すべては神様が創られた |
すべては神様が創られた 深い悲しみと焦燥の中から生まれたことばに、黒田征太郎のエネルギーが注ぎ込まれ1冊の熱い絵本になった。 2022年2月24日ロシアがウクライナに侵攻しました。出口の見えない殺し合いが続いています。この絵本が世に出るころには停戦状態になっていること祈っています。絵本に込めた思いは、特定の国の応援ではなく「NO WAR―戦争を止めろ」です。(中略)「正義感」という人の思いを呑み込みつつ戦争は拡大していきます。 戦争に良い戦争も悪い戦争もありません。戦争そのものが悪です。この機に乗じて核武装が必要などという妄言が出始めています。私たちはあの道を二度と歩むことは出来ないのです。 ■推薦コメント 戦争はいつもたくさんの言葉を動員する。たくさんの言葉が要るのは、どれだけ言葉を尽くしても自分がふるう暴力を正当化することができないということを誰もが心のどこかで知っているからである。戦争についての言葉は、当事者であろうとなかろうと、自分自身に向けて、しばしば自分の思考を停止させるために発される。停止された思考が息を吹き返すような言葉を探り当てること、それが私たちにできる数少ないことの一つだと思う。奥田さんの言葉にはその力がある。 内田樹(思想家)
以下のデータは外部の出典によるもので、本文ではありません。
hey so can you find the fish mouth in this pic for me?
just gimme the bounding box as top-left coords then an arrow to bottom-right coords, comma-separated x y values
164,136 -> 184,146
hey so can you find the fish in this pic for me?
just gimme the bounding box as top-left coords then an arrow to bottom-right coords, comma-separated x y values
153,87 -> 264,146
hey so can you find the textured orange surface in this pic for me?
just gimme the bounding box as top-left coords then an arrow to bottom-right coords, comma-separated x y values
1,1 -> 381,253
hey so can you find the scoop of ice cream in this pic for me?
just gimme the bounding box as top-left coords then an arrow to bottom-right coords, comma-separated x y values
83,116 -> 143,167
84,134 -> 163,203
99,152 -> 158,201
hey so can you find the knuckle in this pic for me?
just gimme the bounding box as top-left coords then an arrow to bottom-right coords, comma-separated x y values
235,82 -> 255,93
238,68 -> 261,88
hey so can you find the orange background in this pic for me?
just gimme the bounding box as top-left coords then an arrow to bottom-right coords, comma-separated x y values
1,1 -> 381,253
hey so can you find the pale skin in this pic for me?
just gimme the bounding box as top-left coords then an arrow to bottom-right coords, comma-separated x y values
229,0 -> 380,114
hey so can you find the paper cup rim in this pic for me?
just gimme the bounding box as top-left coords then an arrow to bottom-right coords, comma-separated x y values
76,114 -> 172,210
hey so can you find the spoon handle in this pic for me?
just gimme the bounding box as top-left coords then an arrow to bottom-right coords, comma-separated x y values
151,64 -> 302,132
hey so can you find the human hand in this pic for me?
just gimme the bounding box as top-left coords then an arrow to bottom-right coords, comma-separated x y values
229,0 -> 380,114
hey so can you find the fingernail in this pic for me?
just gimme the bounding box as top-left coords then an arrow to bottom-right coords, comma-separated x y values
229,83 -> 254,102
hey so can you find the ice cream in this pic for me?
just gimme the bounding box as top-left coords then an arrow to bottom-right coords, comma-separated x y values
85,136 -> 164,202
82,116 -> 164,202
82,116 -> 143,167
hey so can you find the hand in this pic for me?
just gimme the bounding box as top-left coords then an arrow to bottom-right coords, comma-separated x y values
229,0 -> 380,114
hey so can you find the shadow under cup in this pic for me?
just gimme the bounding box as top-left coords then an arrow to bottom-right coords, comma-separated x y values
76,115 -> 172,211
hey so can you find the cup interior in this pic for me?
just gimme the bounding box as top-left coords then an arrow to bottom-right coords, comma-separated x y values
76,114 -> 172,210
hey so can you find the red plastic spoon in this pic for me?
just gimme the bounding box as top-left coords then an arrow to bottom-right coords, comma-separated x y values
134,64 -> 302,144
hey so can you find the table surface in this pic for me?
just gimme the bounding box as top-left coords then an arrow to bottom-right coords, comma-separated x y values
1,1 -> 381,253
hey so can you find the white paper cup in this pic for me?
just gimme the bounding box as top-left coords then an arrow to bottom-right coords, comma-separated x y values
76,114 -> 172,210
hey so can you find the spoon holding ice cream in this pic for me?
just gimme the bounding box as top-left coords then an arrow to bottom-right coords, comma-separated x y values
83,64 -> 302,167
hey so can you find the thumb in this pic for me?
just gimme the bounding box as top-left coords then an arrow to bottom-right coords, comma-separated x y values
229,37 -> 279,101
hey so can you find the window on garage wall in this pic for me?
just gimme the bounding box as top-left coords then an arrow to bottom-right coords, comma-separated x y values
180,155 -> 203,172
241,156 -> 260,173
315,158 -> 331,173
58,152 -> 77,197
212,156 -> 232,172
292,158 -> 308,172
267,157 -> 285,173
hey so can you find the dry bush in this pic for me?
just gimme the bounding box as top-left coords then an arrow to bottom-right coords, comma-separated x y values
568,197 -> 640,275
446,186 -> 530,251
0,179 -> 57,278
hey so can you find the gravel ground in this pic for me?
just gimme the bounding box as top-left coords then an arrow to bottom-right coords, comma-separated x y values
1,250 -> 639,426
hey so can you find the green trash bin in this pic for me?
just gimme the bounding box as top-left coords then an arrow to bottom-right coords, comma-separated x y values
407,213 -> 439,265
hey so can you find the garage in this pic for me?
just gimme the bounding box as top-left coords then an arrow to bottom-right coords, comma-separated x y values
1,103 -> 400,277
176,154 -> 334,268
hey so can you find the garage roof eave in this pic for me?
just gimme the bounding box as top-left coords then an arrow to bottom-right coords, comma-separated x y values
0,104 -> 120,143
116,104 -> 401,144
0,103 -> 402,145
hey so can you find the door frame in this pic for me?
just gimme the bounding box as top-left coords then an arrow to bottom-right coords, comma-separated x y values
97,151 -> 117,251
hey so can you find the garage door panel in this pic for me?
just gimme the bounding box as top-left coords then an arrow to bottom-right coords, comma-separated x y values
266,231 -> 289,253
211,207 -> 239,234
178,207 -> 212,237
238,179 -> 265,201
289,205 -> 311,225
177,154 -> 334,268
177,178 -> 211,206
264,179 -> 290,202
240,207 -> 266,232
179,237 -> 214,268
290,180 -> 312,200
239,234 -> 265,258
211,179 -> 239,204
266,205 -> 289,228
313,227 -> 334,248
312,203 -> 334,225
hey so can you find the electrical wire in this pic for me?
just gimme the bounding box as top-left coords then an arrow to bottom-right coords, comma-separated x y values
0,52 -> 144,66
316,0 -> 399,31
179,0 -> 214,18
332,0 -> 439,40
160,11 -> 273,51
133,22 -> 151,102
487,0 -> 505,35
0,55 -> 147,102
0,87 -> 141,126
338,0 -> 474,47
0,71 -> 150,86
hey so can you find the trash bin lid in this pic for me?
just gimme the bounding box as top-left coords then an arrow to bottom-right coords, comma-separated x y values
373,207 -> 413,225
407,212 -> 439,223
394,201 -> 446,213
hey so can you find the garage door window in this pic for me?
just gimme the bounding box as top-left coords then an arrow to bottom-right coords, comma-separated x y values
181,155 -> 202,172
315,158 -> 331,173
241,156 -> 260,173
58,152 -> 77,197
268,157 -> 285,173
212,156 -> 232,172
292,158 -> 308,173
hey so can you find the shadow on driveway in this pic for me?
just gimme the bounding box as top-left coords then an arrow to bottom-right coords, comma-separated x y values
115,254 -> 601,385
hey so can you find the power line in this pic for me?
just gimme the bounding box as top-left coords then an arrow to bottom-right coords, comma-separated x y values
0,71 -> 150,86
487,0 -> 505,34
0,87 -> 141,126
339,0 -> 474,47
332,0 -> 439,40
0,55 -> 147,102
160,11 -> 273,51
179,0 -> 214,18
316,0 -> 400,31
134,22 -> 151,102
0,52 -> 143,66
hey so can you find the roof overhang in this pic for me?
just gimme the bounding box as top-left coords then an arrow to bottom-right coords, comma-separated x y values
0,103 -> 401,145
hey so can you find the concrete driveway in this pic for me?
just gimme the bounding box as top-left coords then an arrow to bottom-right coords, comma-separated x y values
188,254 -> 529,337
どんな国の人でも、どんな性別でも、どんな年齢、どんな職業、どんな生まれ育ちであっても、そして、どんな神を信じていても、或いは神など信じていなくても、今はそれぞれの声で、断固として「戦争反対!」と訴えるべき時だ。 平野啓一郎(作家)
牧師の奥田さんは問う。「神様は、なんのために人間の口や手や目を創られたのか」。そして続ける。「戦争するためではないだろう」。 信心が足りない僕は思う。「口や手や目は、悠久の時間のなかで遺伝子がエラーを繰り返した結果できあがったものだから、そこに目的はないだろう」 本書を読むと、以上のような「自分なりの考え方」が思い浮かぶことだろう(僕の考え方が味気ないことは自覚しています)。なぜなら、奥田さんのことばとともに、黒田さんの絵が描かれているからだ。黒田さんは神様を登場させずに「戦争するためではないだろう」と語る。2人が違う語り方で「戦争するためではないだろう」と示してくれるから、「では、僕は」と考えたくなる。魅力的な本である。 山崎亮(コミュニティデザイナー)
人間が善きものであることを信じる奥田知志さんの魂の言葉と、生命のエネルギーをその絵筆からほとばしらせる黒田征太郎さんの絵が響き合って、未来を託せる素晴らしい絵本ができた。この困難な時代だからこそ、へだてない、決めつけない、あきらめない心の強さとしなやかさを持ちたい。この一冊の思いが世界のすみずみまで届きますように!